As visitas que fiz a Deleuze na avenida Niel não foram numerosas. Suas cartas nesses anos finais são todas tão calorosas e belas quanto  eram difíceis os momentos de encontro, interrompidos, incertos tanto na duração quanto no tom. Na última vez ele estava ligado ao aparelho de respiração por um longo tubo verde que o permitia mexer-se, apesar de tudo. Não gostei de ver o esforço terrível que ele fez, sem conseguir chegar a colocar-se de pé.

Sem entrevista

A ideia de entrevistá-lo era para mim perfeitamente excluída. Não é muito cômodo entender porquê, mas isso fará talvez a imagem. Nenhuma interdição, evidentemente. Entrevistei muitos filósofos e entendi vários livros de Deleuze. Nada de tão impossível, factualmente.

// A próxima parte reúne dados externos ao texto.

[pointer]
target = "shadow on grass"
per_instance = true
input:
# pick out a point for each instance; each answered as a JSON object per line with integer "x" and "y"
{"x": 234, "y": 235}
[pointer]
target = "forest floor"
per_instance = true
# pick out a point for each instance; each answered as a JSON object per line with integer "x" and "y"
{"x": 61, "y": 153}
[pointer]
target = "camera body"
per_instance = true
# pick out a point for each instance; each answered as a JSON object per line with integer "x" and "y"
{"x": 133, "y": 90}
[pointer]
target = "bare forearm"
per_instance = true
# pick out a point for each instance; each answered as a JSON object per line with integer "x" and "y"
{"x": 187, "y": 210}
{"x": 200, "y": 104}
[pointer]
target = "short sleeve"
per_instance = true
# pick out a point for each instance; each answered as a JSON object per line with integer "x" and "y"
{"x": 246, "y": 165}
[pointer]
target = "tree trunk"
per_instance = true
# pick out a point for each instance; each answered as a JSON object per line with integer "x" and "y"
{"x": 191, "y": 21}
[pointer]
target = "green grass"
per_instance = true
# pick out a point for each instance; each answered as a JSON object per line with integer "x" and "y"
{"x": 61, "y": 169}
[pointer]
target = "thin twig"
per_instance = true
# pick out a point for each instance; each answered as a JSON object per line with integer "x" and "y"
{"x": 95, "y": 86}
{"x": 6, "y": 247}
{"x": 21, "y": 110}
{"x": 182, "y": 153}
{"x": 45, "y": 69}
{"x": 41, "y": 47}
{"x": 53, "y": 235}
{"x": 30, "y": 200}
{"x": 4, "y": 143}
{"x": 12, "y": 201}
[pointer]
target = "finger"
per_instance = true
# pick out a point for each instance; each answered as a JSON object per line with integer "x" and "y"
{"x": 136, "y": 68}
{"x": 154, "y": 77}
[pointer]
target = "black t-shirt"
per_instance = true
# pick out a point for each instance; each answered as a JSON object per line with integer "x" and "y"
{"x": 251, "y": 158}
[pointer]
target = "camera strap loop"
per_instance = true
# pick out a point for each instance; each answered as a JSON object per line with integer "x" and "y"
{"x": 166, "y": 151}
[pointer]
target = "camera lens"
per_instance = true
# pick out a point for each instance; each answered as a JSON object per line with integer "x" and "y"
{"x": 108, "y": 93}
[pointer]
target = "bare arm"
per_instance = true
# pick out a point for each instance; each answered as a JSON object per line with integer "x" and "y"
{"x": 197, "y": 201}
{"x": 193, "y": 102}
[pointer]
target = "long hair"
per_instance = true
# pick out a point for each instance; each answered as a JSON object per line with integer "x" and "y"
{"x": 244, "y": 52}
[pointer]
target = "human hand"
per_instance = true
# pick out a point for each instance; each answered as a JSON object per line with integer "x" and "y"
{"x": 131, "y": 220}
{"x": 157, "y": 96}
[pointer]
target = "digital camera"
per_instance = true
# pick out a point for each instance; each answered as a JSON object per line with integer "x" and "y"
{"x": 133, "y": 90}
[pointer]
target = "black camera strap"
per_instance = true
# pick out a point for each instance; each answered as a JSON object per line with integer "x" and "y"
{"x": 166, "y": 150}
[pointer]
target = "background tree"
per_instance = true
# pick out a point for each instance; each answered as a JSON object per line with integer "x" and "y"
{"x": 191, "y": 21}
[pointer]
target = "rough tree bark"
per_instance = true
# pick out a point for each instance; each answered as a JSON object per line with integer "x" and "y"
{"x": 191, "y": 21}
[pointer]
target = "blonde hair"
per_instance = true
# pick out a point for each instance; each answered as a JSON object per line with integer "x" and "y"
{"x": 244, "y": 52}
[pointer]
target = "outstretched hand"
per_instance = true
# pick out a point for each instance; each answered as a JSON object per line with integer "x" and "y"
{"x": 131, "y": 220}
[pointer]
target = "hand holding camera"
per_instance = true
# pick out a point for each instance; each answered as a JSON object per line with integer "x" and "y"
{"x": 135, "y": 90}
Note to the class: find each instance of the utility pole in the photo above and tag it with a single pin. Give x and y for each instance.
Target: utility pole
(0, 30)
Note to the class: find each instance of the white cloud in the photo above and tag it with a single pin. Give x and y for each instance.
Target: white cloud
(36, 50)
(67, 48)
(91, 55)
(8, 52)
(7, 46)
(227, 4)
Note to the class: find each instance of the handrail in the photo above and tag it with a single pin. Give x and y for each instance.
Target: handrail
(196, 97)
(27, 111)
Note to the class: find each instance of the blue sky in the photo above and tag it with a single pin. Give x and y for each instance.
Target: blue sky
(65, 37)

Ideia entretanto excluída, totalmente, por razões às vezes evidentes (eu sempre soube que ele não seria questão) e muito obscuras (eu não sabia ainda como formulá-las, mesmo de maneira aproximativa). Deleuze, eu poderia escrever a seu respeito, receber dele algumas linhas manuscritas, daquelas que contam em uma vida, mas a conversa não era pública.

Talvez isso tenha também a imagem produzida pela voz: não se trata de um pensamento, não é um escrito simplesmente, nem mesmo a filosofia: mas somente o desvio, o vibrato da altura, o outro nome do rir.

Roger-Pol Droit


 

Texto publicado pela primeira vez em Tombeau de Gilles Deleuze, dir. Yannick Beaubatie, Tulle, Mille Sources, 2000.

Extraído do livro Deleuze Épars. Bernold, André & Pinhas, Richard (2005): (comps.) Déleuze épars, Hermann éditeurs, Paris.